Betchaku went to Kochi University to become a primary school teacher (1982) and in 1991 she was awarded an MA in education from the University of Tokio.

== Academic work ==
Betchaku was awarded a PhD by the History of Education department in the University of Edinburgh in 2006. The title of her PhD thesis was 'The Formation and Impact of the Scottish Evangelicals' Programme for Working-class Education, 1818–1846, Including its Influence in Post-meiji Japan'. In 2007 Betchaku published the article 'Thomas Chalmers, David Stow and the St John's Experiment: A Study in Educational Influence in Scotland and Beyond 1819 c. 1850' in the Journal of Scottish Historical Studies.
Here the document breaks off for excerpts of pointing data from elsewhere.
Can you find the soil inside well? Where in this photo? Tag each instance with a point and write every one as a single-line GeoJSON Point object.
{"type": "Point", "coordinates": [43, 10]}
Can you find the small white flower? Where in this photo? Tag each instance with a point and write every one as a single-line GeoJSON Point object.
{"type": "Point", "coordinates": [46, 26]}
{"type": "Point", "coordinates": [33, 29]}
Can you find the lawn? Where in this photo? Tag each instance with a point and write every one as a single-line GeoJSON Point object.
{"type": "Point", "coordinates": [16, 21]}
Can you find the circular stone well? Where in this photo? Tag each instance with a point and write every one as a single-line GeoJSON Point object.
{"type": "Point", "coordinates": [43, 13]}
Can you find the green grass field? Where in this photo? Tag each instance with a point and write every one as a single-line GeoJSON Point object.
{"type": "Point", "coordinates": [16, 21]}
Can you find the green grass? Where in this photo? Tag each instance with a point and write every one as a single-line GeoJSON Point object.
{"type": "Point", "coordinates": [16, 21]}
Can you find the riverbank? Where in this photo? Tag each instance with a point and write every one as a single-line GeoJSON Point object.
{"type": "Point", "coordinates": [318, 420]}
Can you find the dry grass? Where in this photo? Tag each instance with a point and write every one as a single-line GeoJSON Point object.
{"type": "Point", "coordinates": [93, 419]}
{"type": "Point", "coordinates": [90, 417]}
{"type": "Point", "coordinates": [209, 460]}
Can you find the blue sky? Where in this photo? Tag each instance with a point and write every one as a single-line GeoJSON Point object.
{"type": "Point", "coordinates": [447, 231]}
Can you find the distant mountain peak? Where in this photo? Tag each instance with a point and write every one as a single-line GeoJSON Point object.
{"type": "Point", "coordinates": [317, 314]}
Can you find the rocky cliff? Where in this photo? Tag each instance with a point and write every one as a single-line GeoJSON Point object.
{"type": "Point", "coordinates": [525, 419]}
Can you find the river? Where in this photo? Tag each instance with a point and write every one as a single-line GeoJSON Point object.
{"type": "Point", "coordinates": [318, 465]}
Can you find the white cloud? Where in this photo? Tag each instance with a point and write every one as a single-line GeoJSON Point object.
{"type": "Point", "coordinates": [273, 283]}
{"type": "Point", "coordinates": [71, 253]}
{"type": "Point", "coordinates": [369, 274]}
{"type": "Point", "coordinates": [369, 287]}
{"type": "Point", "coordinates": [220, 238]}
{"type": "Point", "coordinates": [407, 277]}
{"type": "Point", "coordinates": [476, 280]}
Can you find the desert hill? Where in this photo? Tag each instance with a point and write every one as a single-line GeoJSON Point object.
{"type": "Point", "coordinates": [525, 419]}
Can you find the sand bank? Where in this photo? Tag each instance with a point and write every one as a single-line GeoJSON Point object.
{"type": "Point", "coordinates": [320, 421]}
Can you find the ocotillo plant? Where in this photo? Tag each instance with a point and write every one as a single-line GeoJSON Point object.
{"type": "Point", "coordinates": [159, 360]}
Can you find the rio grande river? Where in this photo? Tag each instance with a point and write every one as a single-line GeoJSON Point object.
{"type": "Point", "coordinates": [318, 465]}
== Creative and social contributions ==

=== Origami Cranes Project ===
Atsuko started the 140,000 Origami Cranes Project in 2015. She visualised the project as an expression of hope for those affected by the atomic bombing of Hiroshima and Nagasaki. Atsuko's project also highlights the Treaty to Prohibit Nuclear Weapons – the Ban Treaty.

=== Ishinomaki Fund ===
Atsuko also participated in the Ishinomaki Fund as its committee president. She led the committee during the concert that happened during the 2013 Edinburgh Fringe Festival. She participated in the concert by reading a selection of Tōge Sankichi's work 'Poems of the Atomic Bomb'. Through her guidance, the fundraising concert was able to raise funds to support a high school girl who lost her only parent in the Great East Japan Earthquake of 2011.

=== Other social contributions ===
During her stay in the United Kingdom, Atsuko was also active in the Day After the Tsunami Committee and Save the Children, Japan.

==Death==
Betchaku died in her home unexpectedly at the age of 56 in Edinburgh, Scotland where she had lived for 18 years.